In total, UNICEF estimates that some 8.4 million children – more than 80 per cent of Syria’s child population – are now affected by the conflict, either inside the country or as refugees in neighbouring countries.

“In Syria, violence has become commonplace, reaching homes, schools, hospitals, clinics, parks, playgrounds and places of worship,” said Dr. Peter Salama, UNICEF’s Regional Director for the Middle East and North Africa. “Nearly 7 million children live in poverty, making their childhood one of loss and deprivation.”

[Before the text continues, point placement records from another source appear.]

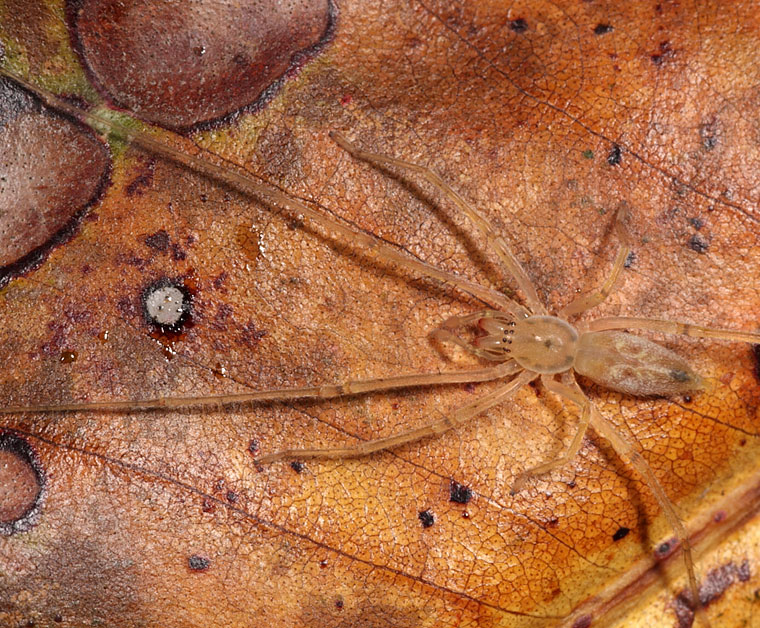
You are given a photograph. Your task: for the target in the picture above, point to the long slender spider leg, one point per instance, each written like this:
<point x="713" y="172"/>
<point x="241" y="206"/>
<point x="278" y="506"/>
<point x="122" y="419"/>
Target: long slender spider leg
<point x="268" y="194"/>
<point x="495" y="241"/>
<point x="669" y="327"/>
<point x="572" y="451"/>
<point x="445" y="423"/>
<point x="325" y="391"/>
<point x="587" y="301"/>
<point x="627" y="452"/>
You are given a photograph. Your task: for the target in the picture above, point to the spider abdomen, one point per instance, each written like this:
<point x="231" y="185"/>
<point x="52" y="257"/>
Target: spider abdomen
<point x="634" y="365"/>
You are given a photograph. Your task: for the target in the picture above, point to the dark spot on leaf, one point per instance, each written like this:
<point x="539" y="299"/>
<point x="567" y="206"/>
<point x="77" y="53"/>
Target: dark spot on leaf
<point x="715" y="583"/>
<point x="459" y="493"/>
<point x="252" y="336"/>
<point x="665" y="53"/>
<point x="21" y="485"/>
<point x="158" y="241"/>
<point x="603" y="29"/>
<point x="620" y="533"/>
<point x="709" y="134"/>
<point x="583" y="622"/>
<point x="663" y="549"/>
<point x="615" y="155"/>
<point x="698" y="244"/>
<point x="518" y="25"/>
<point x="167" y="305"/>
<point x="198" y="563"/>
<point x="426" y="518"/>
<point x="68" y="356"/>
<point x="697" y="223"/>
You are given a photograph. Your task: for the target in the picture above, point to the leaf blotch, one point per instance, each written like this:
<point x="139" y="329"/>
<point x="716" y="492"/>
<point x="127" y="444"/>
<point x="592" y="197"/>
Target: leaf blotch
<point x="603" y="28"/>
<point x="620" y="533"/>
<point x="458" y="493"/>
<point x="21" y="484"/>
<point x="615" y="155"/>
<point x="427" y="518"/>
<point x="198" y="563"/>
<point x="519" y="25"/>
<point x="698" y="244"/>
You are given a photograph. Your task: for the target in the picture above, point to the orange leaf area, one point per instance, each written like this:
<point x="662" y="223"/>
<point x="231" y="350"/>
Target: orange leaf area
<point x="544" y="116"/>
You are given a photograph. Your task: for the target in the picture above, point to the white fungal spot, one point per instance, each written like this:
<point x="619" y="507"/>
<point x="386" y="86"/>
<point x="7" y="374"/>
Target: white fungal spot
<point x="166" y="305"/>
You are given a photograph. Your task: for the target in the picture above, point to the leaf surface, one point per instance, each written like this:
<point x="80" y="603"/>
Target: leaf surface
<point x="545" y="116"/>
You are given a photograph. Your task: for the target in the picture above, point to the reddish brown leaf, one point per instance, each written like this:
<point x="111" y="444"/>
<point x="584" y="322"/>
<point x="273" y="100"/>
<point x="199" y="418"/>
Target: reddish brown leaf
<point x="545" y="116"/>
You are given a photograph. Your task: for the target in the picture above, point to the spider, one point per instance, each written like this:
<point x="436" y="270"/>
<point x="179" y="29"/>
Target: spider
<point x="521" y="343"/>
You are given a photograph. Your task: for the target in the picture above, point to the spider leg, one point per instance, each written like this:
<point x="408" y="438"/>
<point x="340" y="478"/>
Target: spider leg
<point x="587" y="301"/>
<point x="241" y="181"/>
<point x="324" y="391"/>
<point x="445" y="423"/>
<point x="495" y="241"/>
<point x="627" y="452"/>
<point x="572" y="451"/>
<point x="670" y="327"/>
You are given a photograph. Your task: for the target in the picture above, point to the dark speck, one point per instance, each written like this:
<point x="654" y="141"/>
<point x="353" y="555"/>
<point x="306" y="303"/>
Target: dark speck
<point x="616" y="153"/>
<point x="620" y="533"/>
<point x="663" y="549"/>
<point x="426" y="518"/>
<point x="582" y="622"/>
<point x="603" y="29"/>
<point x="519" y="25"/>
<point x="158" y="241"/>
<point x="665" y="53"/>
<point x="198" y="563"/>
<point x="459" y="493"/>
<point x="700" y="245"/>
<point x="756" y="353"/>
<point x="708" y="134"/>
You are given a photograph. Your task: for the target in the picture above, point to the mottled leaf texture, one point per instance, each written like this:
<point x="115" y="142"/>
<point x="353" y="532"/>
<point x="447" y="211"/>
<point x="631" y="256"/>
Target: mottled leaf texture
<point x="126" y="276"/>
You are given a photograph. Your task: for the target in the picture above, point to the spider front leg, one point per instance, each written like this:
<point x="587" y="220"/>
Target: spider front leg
<point x="495" y="241"/>
<point x="572" y="451"/>
<point x="447" y="422"/>
<point x="587" y="301"/>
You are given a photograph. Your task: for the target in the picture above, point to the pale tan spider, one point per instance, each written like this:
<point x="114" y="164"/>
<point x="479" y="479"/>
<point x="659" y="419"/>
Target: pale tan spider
<point x="524" y="341"/>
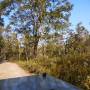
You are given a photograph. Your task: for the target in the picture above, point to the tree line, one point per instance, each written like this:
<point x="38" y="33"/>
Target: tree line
<point x="39" y="37"/>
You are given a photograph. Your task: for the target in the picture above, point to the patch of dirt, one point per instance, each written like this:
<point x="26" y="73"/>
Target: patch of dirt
<point x="11" y="70"/>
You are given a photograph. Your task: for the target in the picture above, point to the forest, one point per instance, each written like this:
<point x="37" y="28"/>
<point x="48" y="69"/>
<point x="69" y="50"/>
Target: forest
<point x="40" y="39"/>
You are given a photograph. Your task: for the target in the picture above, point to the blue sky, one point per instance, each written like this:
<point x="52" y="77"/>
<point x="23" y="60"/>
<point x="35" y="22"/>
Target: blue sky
<point x="80" y="13"/>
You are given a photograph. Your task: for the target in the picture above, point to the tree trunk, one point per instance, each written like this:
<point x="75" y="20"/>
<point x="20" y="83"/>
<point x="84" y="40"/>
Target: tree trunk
<point x="35" y="47"/>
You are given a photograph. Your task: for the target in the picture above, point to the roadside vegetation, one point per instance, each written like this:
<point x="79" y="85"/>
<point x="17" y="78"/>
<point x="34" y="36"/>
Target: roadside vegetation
<point x="38" y="37"/>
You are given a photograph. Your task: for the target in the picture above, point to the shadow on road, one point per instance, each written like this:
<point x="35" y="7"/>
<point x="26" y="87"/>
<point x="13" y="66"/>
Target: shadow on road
<point x="35" y="82"/>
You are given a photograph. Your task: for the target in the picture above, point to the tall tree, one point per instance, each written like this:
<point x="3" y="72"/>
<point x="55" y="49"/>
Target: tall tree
<point x="31" y="15"/>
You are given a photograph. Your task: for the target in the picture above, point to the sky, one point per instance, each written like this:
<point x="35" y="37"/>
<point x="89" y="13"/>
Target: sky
<point x="80" y="13"/>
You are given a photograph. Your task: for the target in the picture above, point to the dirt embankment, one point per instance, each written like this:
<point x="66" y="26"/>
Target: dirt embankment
<point x="11" y="70"/>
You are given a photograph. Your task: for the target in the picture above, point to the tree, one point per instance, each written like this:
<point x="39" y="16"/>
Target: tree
<point x="31" y="15"/>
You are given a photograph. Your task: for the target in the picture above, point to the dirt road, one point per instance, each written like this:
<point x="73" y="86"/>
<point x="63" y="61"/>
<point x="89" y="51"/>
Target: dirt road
<point x="11" y="70"/>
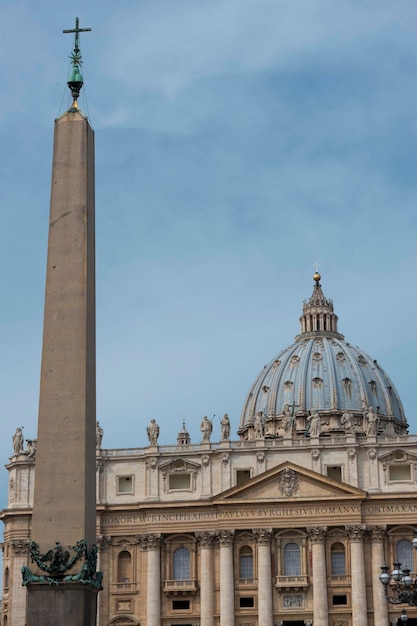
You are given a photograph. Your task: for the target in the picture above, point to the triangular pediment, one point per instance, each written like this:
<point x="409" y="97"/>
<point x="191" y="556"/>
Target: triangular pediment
<point x="398" y="456"/>
<point x="290" y="481"/>
<point x="179" y="465"/>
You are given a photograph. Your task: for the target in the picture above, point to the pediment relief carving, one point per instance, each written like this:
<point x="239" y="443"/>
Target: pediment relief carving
<point x="179" y="465"/>
<point x="289" y="481"/>
<point x="123" y="542"/>
<point x="398" y="456"/>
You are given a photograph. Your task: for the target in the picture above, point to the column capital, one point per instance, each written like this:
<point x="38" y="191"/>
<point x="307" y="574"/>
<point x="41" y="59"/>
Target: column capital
<point x="205" y="538"/>
<point x="225" y="537"/>
<point x="150" y="541"/>
<point x="316" y="534"/>
<point x="356" y="533"/>
<point x="377" y="533"/>
<point x="20" y="546"/>
<point x="263" y="536"/>
<point x="103" y="542"/>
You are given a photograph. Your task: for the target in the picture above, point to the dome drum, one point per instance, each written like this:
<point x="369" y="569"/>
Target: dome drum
<point x="321" y="376"/>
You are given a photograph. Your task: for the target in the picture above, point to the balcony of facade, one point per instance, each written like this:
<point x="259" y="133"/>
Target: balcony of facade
<point x="291" y="582"/>
<point x="180" y="587"/>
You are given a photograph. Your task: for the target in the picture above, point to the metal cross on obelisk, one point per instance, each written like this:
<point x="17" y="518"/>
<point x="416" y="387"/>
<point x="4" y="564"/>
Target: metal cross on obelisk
<point x="75" y="80"/>
<point x="77" y="30"/>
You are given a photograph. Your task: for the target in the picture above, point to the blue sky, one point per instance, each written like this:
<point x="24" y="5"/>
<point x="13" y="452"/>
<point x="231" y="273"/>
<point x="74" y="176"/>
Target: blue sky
<point x="237" y="143"/>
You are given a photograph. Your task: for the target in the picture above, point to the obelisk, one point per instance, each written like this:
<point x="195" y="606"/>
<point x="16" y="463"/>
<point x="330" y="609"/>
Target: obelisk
<point x="63" y="583"/>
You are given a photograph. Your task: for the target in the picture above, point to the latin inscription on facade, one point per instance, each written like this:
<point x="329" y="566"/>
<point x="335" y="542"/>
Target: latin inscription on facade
<point x="265" y="512"/>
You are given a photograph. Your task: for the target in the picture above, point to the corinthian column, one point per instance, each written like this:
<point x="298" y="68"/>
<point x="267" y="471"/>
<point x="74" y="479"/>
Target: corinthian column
<point x="152" y="544"/>
<point x="320" y="608"/>
<point x="357" y="569"/>
<point x="206" y="578"/>
<point x="227" y="583"/>
<point x="263" y="540"/>
<point x="378" y="594"/>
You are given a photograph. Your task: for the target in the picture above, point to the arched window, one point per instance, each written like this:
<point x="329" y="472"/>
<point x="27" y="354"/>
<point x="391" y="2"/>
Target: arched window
<point x="124" y="567"/>
<point x="338" y="559"/>
<point x="245" y="562"/>
<point x="405" y="554"/>
<point x="292" y="559"/>
<point x="181" y="562"/>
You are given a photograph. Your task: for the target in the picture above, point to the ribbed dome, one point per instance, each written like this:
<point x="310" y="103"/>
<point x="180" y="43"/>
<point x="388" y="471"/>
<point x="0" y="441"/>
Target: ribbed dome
<point x="321" y="372"/>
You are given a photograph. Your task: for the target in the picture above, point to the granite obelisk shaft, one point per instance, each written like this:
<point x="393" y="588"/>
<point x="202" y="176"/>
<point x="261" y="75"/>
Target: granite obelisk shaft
<point x="65" y="489"/>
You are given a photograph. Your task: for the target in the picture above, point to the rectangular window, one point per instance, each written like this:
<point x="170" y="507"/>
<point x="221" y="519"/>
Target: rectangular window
<point x="124" y="484"/>
<point x="179" y="481"/>
<point x="180" y="605"/>
<point x="242" y="477"/>
<point x="340" y="600"/>
<point x="338" y="564"/>
<point x="399" y="472"/>
<point x="334" y="472"/>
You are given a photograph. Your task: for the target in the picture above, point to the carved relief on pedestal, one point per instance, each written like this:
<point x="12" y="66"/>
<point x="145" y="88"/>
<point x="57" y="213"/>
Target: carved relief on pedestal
<point x="150" y="541"/>
<point x="293" y="601"/>
<point x="205" y="539"/>
<point x="11" y="490"/>
<point x="224" y="457"/>
<point x="356" y="533"/>
<point x="317" y="534"/>
<point x="315" y="455"/>
<point x="288" y="482"/>
<point x="225" y="537"/>
<point x="372" y="454"/>
<point x="151" y="464"/>
<point x="352" y="453"/>
<point x="205" y="460"/>
<point x="20" y="546"/>
<point x="263" y="536"/>
<point x="103" y="542"/>
<point x="377" y="533"/>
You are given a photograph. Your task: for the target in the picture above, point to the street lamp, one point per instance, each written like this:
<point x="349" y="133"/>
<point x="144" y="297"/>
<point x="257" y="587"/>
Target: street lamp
<point x="403" y="589"/>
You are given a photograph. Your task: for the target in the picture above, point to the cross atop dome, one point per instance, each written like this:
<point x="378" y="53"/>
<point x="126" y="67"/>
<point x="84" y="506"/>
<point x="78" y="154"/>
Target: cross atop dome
<point x="318" y="314"/>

According to “No Place for Children”, UNICEF verified nearly 1,500 grave violations against children in 2015. More than 60 per cent of these violations were instances of killing and maiming as a result of explosive weapons used in populated areas. More than one-third of these children were killed while in school or on their way to or from school.

In Syria’s neighbouring countries, the number of refugees is nearly 10 times higher today than in 2012. Half of all refugees are children. More than 15,000 unaccompanied and separated children have crossed Syria’s borders.

“Five years into the war, millions of children have grown up too fast and way ahead of their time,” Salama said. “As the war continues, children are fighting an adult war, they are continuing to drop out of school, and many are forced into labour, while girls are marrying early.”…

…One of the most significant challenges to the conflict has been providing children with learning. School attendance rates inside Syria have hit rock bottom. UNICEF estimates that more than 2.1 million children inside Syria, and 700,000 in neighbouring countries, are out-of-school. In response, UNICEF and partners launched the “No Lost Generation Initiative”, which is committed to restoring learning and providing opportunities to young people.

“It’s not too late for Syria’s children. They continue to have hope for a life of dignity and possibility. They still cherish dreams of peace and have the chance to fulfill them,” Salama said.

The report calls on the global community to undertake five critical steps to protect a vital generation of children.
:: End violations of children’s rights;
:: Lift sieges and improve humanitarian access inside Syria;
:: Secure US$ 1.4 billion in 2016 to provide children with learning opportunities;
:: Restore children’s dignity and strengthen their psychological wellbeing; and
:: Turn funding pledges into commitments. UNICEF has received only 6 per cent of the funding required in 2016 to support Syrian children both inside the country and those living as refugees in neighbouring countries.